Greg Jacobs in So what does an ohmmeter read when it’s directly connected to a non-ohmic bulb? asked for help in determining how to measure the resistance of a bulb at different low voltages, as his voltage source only goes down to 2V.
I used my FG085 function generator, a resistor, and PteroDAQ to measure the I-vs-V characteristics of a small screw-base bulb rated at 6.3V and 150mA. One would expect a bulb with that rating to have 6.3V/150mA=42Ω resistance, but incandescent bulbs are not ohmic devices—the resistance of the filament depends on its temperature, and at 2700°K, the resistance is going to be much higher than at room temperature.
The thermal coefficient for tungsten is about 0.0045/K, so one would expect a difference of about 2400°K to make a ratio of about (1+0.0045/K 2400K)=11.8. So, if the linear approximation of resistance vs temperature were good over that wide a temperature range, we’d expect about 3.6Ω at room temperature. I measured about 3.8Ω with my ohmmeter, so this seems like a reasonable back-of-the-envelope approximation.
I hooked up the function generator to drive a 10Ω resistor and the bulb in series, and used PteroDAQ (with a Teensy LC board) to measure the voltage across the resistor and across the bulb. I had to play with the amplitude and offset of the function generator a bit, because the 50Ω output impedance means that the voltage across the bulb+resistor was substantially less than the values set (which are the nominal voltage to a high-impedance load).
The plot above is a little hard to interpret, but one can clearly see the range of voltage and current, and that the plot has hysteresis—it follows a different curve when the voltage is increasing than when the voltage is decreasing. (One can also see the really bad digital-to-analog conversion in the FG085 function generator, with big steps and non-monotonic steps.)
Changing the plot to resistance (V/I) versus voltage makes for a clearer plot:
The large noise at the low end of the plot is due to the inherent problem of taking the ratio of two small numbers, each of which has noise added. We can clean up the appearance of the plot by using power (IV) on the x-axis, since if either voltage or power is close to zero, then power is also very close to 0:
Looking at the resistance as a function of time is helpful in interpreting the plots:
The R-vs-V and R-vs-P plots should be interpreted as counter-clockwise hysteresis—the lower curve is the one followed as the filament heats up, and the higher curve is the one followed as the filament cools down.
The curve you get depends very much on how quickly you change the voltage. Using the same voltage range, but making the fluctuations be at 4Hz instead of 1/22 Hz results in a much more constant temperature, and hence a much more constant resistance:
Of course, the question arises whether the standard 60Hz line frequency is high enough to get a constant filament temperature.

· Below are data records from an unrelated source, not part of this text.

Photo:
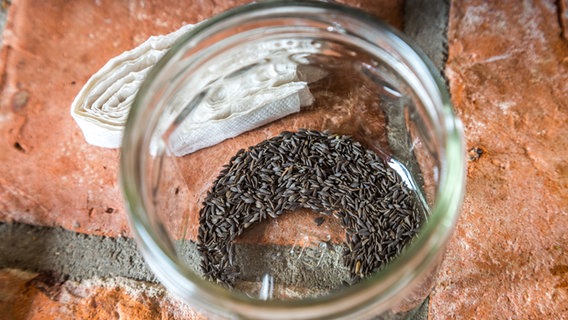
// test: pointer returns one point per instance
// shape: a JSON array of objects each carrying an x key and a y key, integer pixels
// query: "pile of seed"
[{"x": 329, "y": 174}]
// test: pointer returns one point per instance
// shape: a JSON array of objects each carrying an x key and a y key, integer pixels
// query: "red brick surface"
[{"x": 508, "y": 72}]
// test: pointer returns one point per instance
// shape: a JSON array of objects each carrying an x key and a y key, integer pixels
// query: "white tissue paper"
[{"x": 232, "y": 106}]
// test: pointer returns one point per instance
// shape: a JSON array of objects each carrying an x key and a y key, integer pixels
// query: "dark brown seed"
[{"x": 330, "y": 174}]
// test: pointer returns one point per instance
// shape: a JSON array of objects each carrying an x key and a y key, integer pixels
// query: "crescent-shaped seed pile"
[{"x": 327, "y": 173}]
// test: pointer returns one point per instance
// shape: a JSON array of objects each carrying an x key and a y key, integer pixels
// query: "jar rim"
[{"x": 375, "y": 289}]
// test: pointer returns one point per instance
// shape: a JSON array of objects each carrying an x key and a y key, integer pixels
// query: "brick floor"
[{"x": 507, "y": 71}]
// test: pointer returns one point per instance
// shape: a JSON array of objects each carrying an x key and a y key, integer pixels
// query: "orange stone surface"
[{"x": 508, "y": 75}]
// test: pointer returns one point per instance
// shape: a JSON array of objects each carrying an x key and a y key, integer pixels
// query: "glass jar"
[{"x": 248, "y": 75}]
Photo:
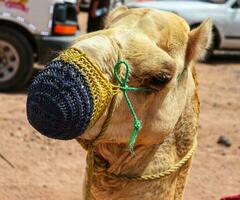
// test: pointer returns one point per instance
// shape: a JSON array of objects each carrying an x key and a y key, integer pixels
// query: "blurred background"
[{"x": 33, "y": 32}]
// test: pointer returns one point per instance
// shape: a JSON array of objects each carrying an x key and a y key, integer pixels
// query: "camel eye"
[{"x": 160, "y": 79}]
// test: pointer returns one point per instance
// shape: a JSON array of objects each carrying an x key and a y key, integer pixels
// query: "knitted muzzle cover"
[{"x": 68, "y": 96}]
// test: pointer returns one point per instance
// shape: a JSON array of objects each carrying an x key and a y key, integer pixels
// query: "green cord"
[{"x": 125, "y": 88}]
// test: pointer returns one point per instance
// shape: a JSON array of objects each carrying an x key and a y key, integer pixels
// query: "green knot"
[{"x": 125, "y": 88}]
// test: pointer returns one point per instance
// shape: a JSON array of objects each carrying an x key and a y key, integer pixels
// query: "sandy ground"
[{"x": 45, "y": 169}]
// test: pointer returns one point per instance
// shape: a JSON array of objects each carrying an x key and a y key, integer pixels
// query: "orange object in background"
[{"x": 60, "y": 29}]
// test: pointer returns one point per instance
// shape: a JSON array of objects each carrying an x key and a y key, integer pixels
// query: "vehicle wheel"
[{"x": 16, "y": 59}]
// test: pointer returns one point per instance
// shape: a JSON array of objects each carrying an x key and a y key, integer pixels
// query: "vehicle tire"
[{"x": 16, "y": 59}]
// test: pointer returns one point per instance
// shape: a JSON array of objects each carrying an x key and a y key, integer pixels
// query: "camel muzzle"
[{"x": 68, "y": 96}]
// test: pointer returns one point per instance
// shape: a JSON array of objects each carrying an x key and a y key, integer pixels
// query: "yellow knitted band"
[{"x": 101, "y": 89}]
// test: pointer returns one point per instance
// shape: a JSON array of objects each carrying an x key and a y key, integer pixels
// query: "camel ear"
[
  {"x": 114, "y": 14},
  {"x": 199, "y": 40}
]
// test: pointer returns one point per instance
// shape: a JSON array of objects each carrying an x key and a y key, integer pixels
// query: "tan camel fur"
[{"x": 158, "y": 45}]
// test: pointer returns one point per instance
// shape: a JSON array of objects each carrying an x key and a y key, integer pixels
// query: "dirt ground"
[{"x": 45, "y": 169}]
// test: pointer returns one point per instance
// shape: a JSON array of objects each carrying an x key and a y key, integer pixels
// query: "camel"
[{"x": 161, "y": 51}]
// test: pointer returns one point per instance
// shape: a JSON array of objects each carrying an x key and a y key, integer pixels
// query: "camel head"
[{"x": 160, "y": 49}]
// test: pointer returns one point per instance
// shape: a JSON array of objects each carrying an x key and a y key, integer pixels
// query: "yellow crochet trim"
[{"x": 101, "y": 89}]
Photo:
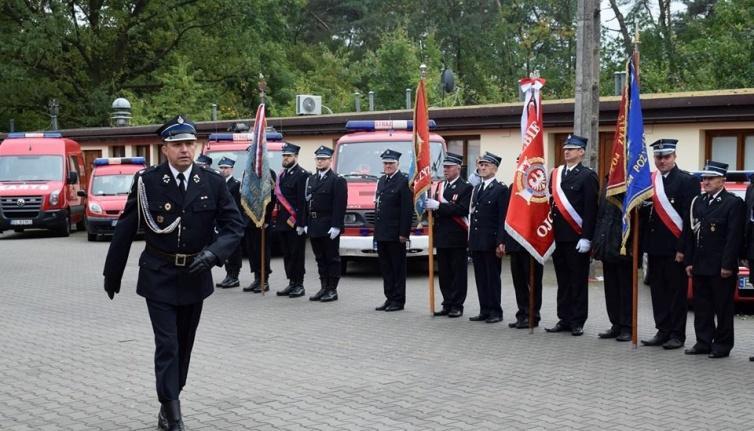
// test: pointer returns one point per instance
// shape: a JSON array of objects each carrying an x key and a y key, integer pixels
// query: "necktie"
[{"x": 181, "y": 183}]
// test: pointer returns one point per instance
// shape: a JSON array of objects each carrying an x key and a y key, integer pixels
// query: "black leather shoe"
[
  {"x": 624, "y": 336},
  {"x": 696, "y": 350},
  {"x": 559, "y": 327},
  {"x": 657, "y": 340},
  {"x": 716, "y": 355},
  {"x": 672, "y": 343},
  {"x": 287, "y": 290},
  {"x": 297, "y": 291},
  {"x": 162, "y": 421},
  {"x": 329, "y": 296}
]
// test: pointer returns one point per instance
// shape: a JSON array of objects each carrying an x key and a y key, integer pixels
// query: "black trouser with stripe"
[
  {"x": 174, "y": 329},
  {"x": 669, "y": 284}
]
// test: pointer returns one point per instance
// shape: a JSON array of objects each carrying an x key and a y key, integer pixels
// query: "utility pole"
[{"x": 587, "y": 107}]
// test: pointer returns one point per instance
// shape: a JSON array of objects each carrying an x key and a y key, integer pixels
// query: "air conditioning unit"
[{"x": 307, "y": 104}]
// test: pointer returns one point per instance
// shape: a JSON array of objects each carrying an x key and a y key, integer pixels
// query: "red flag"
[
  {"x": 528, "y": 220},
  {"x": 420, "y": 176},
  {"x": 616, "y": 179}
]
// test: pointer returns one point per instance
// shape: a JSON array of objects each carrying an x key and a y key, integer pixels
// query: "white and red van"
[
  {"x": 357, "y": 158},
  {"x": 107, "y": 193},
  {"x": 41, "y": 177}
]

The filament temperature is not constant, but the variation in resistance is much less. Note that with the higher frequencies, the maximum resistance (and hence maximum temperature) does not occur at the same time as peak power, but substantially later in the cycle. If one wanted to get a really clean reading of resistance vs power, it would be best to change the voltage very slowly, so that the temperature has a chance to reach steady state. Even with a period of 99s, I still saw fairly substantial hysteresis, so I tried a couple cycles with a period of 333s—I expect that the hysteresis will be small except for the low-power end of the curve, as cooling is slower when the temperature difference is small.If one wanted to make hand measurements with a fixed power supply and no function generator, one could either change the current-sense resistor for each measurement (larger resistor for smaller currents) or keep the current-sense resistor and bulb constant, but add extra series resistors to reduce the voltage and current. It would take a fair amount of patience to gather many measurements (or lots of students with identical bulbs).
Note that I was only looking at the low power range for the bulb—it should take about 945mW when at its full rating, and I stayed below 1/7th of the full rating.